By Jeremy Williams

Mike Berners-Lee has spent his career as a researcher and consultant on climate change, as well as authoring the very useful books How Bad Are Bananas? and There is No Planet B.
But over the years, something has become obvious: knowing what to do is not enough. We have understood climate change for decades. All the solutions are available. What is it that stops us from acting?
A Climate of Truth
A Climate of Truth aims to peel back the layers of what Berners-Lee calls “the polycrisis” to get to “the poisoned heart of the problem.”
Behind the interconnected problems of climate, biodiversity loss, pollution, etc, lie more systemic issues. There’s a middle layer to the crisis, tied up in politics, economics, education and the media, the growth imperative. We can’t fix our most significant problems without fixing those first – and they, in turn, are not the core of the problem.
Peel back the layers further, and we get to the central issue: how we think. “To solve the problems that we have created,” writes Berners-Lee, “we need to think in ways that are different from the mindsets that created those problems in the first place.”
What kind of thinking are we talking about? Critical thinking, for a start. Joining things up and seeing the connections.

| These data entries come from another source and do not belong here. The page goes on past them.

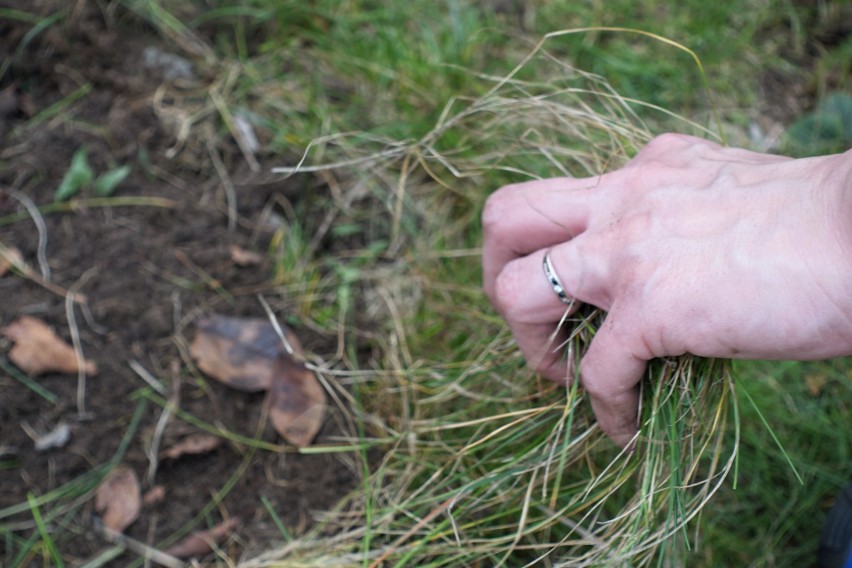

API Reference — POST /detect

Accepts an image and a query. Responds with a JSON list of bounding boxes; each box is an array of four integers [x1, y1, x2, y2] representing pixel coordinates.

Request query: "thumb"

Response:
[[580, 313, 648, 447]]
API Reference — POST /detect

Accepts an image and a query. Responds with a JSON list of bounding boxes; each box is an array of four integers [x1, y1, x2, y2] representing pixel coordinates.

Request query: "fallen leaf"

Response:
[[190, 315, 302, 392], [164, 517, 239, 558], [229, 245, 263, 266], [0, 316, 97, 376], [805, 374, 828, 396], [160, 433, 222, 459], [0, 245, 25, 276], [95, 466, 142, 532], [190, 316, 326, 447], [268, 358, 326, 448], [142, 485, 166, 507]]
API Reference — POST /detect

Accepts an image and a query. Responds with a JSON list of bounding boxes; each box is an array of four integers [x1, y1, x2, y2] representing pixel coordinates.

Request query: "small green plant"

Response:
[[786, 93, 852, 156], [53, 146, 130, 201]]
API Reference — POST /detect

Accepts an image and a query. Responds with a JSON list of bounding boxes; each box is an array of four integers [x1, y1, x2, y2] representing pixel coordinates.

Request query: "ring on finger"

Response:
[[542, 251, 572, 304]]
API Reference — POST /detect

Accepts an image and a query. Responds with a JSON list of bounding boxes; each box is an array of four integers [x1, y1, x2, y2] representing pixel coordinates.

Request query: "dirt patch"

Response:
[[0, 2, 356, 566]]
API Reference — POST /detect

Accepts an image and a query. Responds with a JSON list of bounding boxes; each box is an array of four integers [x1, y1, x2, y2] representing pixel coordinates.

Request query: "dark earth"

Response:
[[0, 2, 356, 566], [0, 0, 848, 566]]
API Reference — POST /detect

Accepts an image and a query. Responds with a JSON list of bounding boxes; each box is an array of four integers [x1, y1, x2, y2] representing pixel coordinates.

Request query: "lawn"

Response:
[[0, 0, 852, 567]]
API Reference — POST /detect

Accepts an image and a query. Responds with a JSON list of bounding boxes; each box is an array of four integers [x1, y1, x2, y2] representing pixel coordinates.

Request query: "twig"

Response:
[[65, 268, 97, 418], [90, 516, 186, 568], [6, 189, 50, 282]]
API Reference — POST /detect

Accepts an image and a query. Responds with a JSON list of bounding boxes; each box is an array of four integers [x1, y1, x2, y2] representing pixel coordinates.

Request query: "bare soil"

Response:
[[0, 1, 356, 566]]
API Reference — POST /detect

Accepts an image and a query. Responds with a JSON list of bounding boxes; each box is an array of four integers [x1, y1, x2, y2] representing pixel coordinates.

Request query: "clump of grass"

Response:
[[246, 37, 739, 566]]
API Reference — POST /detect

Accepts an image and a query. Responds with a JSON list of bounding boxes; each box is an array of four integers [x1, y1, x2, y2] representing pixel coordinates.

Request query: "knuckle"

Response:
[[493, 263, 525, 321]]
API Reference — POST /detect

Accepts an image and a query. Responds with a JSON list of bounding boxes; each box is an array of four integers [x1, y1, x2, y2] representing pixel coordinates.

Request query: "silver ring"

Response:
[[542, 251, 571, 304]]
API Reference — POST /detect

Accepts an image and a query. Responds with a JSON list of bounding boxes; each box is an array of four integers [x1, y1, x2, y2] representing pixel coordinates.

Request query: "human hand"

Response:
[[482, 134, 852, 446]]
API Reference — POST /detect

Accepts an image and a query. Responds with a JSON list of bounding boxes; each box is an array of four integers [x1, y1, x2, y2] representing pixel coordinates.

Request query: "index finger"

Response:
[[482, 178, 600, 302]]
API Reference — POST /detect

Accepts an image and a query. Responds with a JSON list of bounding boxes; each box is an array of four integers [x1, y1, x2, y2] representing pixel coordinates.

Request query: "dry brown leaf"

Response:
[[228, 245, 263, 266], [269, 358, 326, 448], [164, 517, 239, 558], [160, 433, 222, 459], [0, 316, 97, 376], [190, 315, 302, 392], [95, 466, 142, 532], [142, 485, 166, 507]]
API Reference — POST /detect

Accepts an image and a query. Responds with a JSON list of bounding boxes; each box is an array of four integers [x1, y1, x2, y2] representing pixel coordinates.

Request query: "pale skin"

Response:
[[482, 134, 852, 446]]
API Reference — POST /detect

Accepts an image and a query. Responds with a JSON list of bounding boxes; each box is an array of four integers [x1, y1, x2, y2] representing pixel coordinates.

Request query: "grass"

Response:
[[0, 0, 852, 567]]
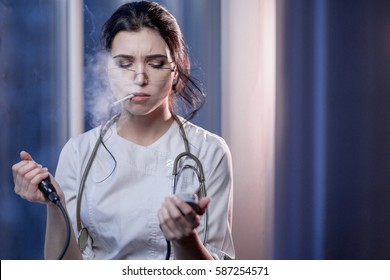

Thinking bigger and longer term, and perhaps most importantly, thinking beyond ourselves – with compassion, and with respect for other people and for the environment.
All of this brings the book to the most important factor in why we haven’t solved our biggest problems, and that is the issue of truth.
“Respect for truth”, says Berners-Lee, “is our point of maximum leverage over the outcome of the polycrisis.” Nothing will get done without it, and it is dishonesty that lies behind most climate mistakes.
Like insisting that we can grow airports and still meet targets, for example, or that there is such a thing as clean coal.
Rishi ‘Seven Bins’ Sunak is claiming to have abolished environmental laws that never existed. Or Elon Musk telling the Trump that rising CO2 emissions might give people headaches, but isn’t otherwise a big concern.
It’s not difficult to see that truth has been undermined dramatically in recent years, and lies that would have been a scandal in the past barely ruffle feathers today. It’s harder to see what to do about it, and that’s where A Climate of Truth is excellent.
The last few chapters go through how to get truth into politics, into business and into the media. These chapters are full of insights and practical tips, such as five criteria for assessing the integrity of a politician, or how to find a news outlet that you trust. Most of all, we need to be able to hold people to account and demand truth, and there are ways to do that, too.
Conclusion
If you’ve read any of Berners-Lee’s previous books, you’ll know what to expect. He writes with clarity and depth of knowledge, anticipating questions and answering them directly.
He obviously has more to say than fits into the central argument of the book, so there are multiple appendices to browse through, too. There’s a good balance of personal actions and institutional changes, leaving readers informed on what they can do without placing the burden of change on individuals.
In short, it’s very good and a vital reminder that when something isn’t working, we need to keep asking why until we get to the heart of the problem.